Не отвечая на его, хоть и эмоциональный, но всё же риторический вопрос, Ласкин продолжал, упорно обращаясь к одному Юре:
— Взяла бы она меня за руку, — спокойно говорил Лев Львович, — всё бы рассказала, во всём бы призналась. Я даже не дослушав, простил бы. Во всём бы доверился. В крайнем случае, дёрнув за стоп-кран. Сошли бы с поезда и дошли до Симферополя пешком. Да чего бы только ни сделали. Но вот эта харя «добродушная», тень далёкого прошлого, карикатура на человека из тридцатых-пятидесятых. Такие люди никогда мне не попадались. Я видел их только в старом кино. Он взял и погубил меня. Душу мою, как промокашку в грязи своей вымазал, и я впитал эту грязь, не смог отстраниться. И остался с этой грязью навсегда. Уже и не помню, как те два часа пролетели. Как мы добрались до Симферополя. Помню это состояние беспомощности. Словно ты — инвалид без рук, без ног. Обгадился и лежишь во всём этом, а люди ходят мимо и смеются. Холодный, циничный рассудок всё готов оправдать. Дорога, обстоятельства. Но как это с чувствами примирить? И она все эти мысли мои, до самой последней, без слов поняла, прочувствовала. И так мне её стало жалко. Рука непроизвольно потянулась, чтобы погладить, успокоить. А она как рявкнет: «Убери!». И произнесла это так, как говорят жёны мужьям, с которыми лет десять прожили. Которых считают виноватыми в том, что с ними произошло. Никто из моих товарищей-попутчиков всей этой драматургии наших чувств не понял, не услышал. Даже её подруга существовала на своей частоте. Только я и она. Мы с ней за эти два часа огромную, долгую жизнь прожили. Семейную жизнь. От симпатии к влюбленности. От влюбленности к любви. От любви к предательству. От предательства к страданию, состраданию, прощению и прощанию. Через какое-то время мы были друг другу уже чужими. Я осознанно погладил её, пожалел. Как чужой посторонний человек жалеет и гладит попавшуюся ему на дороге дворняжку.
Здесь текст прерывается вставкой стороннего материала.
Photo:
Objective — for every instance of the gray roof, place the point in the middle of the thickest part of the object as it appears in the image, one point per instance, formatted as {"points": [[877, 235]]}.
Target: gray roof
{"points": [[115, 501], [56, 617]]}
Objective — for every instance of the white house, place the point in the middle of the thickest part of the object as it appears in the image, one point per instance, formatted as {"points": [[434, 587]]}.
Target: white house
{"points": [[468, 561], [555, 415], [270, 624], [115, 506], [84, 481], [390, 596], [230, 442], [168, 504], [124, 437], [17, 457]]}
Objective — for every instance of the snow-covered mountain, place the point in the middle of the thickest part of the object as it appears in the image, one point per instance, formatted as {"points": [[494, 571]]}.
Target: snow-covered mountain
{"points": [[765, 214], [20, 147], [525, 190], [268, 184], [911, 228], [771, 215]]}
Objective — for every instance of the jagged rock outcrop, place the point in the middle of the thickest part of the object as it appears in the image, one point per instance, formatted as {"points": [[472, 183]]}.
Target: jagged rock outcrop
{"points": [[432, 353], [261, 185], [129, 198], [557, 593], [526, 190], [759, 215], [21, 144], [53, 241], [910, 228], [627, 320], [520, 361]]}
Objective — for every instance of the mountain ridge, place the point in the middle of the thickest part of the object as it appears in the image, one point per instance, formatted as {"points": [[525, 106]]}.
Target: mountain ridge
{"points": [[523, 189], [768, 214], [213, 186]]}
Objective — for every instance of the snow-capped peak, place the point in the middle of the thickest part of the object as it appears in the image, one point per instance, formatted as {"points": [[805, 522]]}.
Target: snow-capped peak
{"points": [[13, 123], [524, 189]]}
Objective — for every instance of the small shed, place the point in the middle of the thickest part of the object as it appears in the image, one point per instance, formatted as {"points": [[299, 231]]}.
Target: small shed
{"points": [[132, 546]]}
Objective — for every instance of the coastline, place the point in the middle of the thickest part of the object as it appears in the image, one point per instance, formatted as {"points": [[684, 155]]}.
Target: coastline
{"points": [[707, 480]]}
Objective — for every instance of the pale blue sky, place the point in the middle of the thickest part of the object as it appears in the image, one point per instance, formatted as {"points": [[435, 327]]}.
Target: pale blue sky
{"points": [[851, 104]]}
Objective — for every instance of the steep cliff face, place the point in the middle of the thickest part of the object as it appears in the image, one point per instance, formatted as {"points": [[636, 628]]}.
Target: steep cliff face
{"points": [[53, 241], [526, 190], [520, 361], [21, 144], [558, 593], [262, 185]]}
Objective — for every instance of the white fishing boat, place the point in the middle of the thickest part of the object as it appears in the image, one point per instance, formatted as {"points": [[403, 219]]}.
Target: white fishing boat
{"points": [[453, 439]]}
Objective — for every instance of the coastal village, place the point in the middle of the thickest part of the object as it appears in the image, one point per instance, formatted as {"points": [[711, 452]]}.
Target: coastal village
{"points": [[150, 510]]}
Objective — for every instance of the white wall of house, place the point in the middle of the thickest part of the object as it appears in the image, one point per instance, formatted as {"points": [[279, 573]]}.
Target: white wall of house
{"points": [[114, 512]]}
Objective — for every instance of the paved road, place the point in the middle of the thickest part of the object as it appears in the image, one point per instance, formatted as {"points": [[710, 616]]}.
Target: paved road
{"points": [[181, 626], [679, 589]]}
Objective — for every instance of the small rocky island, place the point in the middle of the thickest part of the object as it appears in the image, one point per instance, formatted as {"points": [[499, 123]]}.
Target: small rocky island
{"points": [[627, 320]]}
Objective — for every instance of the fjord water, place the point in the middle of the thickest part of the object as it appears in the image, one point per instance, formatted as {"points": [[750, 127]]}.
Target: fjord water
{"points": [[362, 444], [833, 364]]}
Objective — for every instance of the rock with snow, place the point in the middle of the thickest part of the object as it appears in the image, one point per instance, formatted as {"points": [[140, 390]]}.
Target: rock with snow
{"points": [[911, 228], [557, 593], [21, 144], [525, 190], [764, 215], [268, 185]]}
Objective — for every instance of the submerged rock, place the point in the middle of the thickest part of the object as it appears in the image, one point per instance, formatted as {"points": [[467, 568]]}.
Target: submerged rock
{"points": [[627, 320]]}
Она к тому времени окончательно пришла в себя и всё понимая, то есть, что это я с ней так прощаюсь, безропотно подставила голову. Она поняла, что могла быть не просто «история», а настоящее, великое чувство. То, которое бывает у человека в жизни лишь раз. О котором поэты пишут стихи. Могла быть, то есть, могло. Но, не дав плода, цветок завял. Таких трагедий миллионы, особенно в юности.
— Русские любят долго говорить, — сказал Пшенек, которому не нравилось, что его демонстративно игнорировали. — Так чем всё закончилось?
— Я погладил её по голове и мы молча, не сказав друг другу ни слова, расстались на перроне симферопольского вокзала. Таким было моё первое разочарование в женщинах.
— Первое ли? — недоверчиво спросил Юра.
— Имеешь ввиду Нолу? А ты знаешь, кто её познакомил с отцом? Я же их и познакомил. Привел её в кружок кройки и шитья и сказал: «Знакомься, Нола, это мой отец. Он портной от Бога и сошьёт нам сценические костюмы». И отец сшил нам костюмы, которые вошли в легенду. В виде летучих мышей с театральными масками на глазах. И всё это из краденой с фабрики парчи. Когда наряженные в эту роскошь, мы бегали по сцене Дворца культуры, то нас воспринимали не как Тибула и Суок, персонажей сказки «Три толстяка», а как посланцев из светлого будущего, ничего не имеющего общего с мечтами о коммунизме. Поэтому и обрушились с такой оголтелой критикой на детский, безобидный спектакль и закрыли его. На отца тогда даже уголовное дело завели. И если бы не Николай Сергеевич Парь, игравший в этом спектакле Просперо, то сидел бы отец до сих пор. Конечно, горько и непонятно было, как можно было меня, красивого и молодого променять на старика. Прости, что так о своём покойном отце говорю.